Прижимаю её ещё раз к себе, шёпотом добавляю:

— Я тебя очень люблю, прости, что так вышло.

— Я тоже…тебя…люблю. — говорит она, и снова плачет. — Прости ты меня, если сможешь.

Мы стоим, и я начинаю слышать странный звук.

— Мне не за что тебя прощать, любимая. — прижимаю крепче, пытаюсь запомнить её запах, эти ощущения, всё.

— Кап-кап-кап.

Да, это у меня в камере, где-то рядом капает вода. Значит я просыпаюсь.

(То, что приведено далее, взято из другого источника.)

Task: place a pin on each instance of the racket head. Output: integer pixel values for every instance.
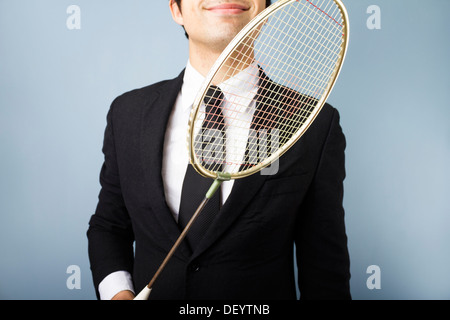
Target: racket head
(297, 47)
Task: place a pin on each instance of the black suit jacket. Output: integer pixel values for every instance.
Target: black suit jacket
(248, 251)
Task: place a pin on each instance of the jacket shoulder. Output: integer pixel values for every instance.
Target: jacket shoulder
(147, 92)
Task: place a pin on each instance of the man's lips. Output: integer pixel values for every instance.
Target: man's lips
(228, 8)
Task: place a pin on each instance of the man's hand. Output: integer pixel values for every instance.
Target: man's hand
(124, 295)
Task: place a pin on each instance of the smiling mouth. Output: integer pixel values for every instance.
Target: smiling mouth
(228, 8)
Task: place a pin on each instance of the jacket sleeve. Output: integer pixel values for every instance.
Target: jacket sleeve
(110, 235)
(321, 241)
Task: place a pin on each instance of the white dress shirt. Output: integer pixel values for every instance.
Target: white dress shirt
(240, 90)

— Ты исчезаешь, Вася! — вскрикивает девушка. — Ой я дура, сейчас, подожди ещё секунду!

Она отрывается, выбегает из комнаты куда-то. Слышу, как копается в коридоре, потом возвращается, и протягивает мне тот самый метательный нож. Я беру его осторожно, своей уже прозрачной рукой, ещё раз обнимаю Арину, шепчу:

— Я люблю тебя, прощай, и пусть всё будет хорошо.

— Я тоже тебя люблю… — слышу её голос уже слабо, она как будто отдаляется, и я просыпаюсь.

***

Я открываю глаза, смотрю на серый потолок. Поднимаю правую руку, и рассматриваю свой кинжал. Она следила за ним, никакой ржавчины, чистое и зеркальное лезвие. Убираю его во внутренний карман камзола, нечего светить местным стражам.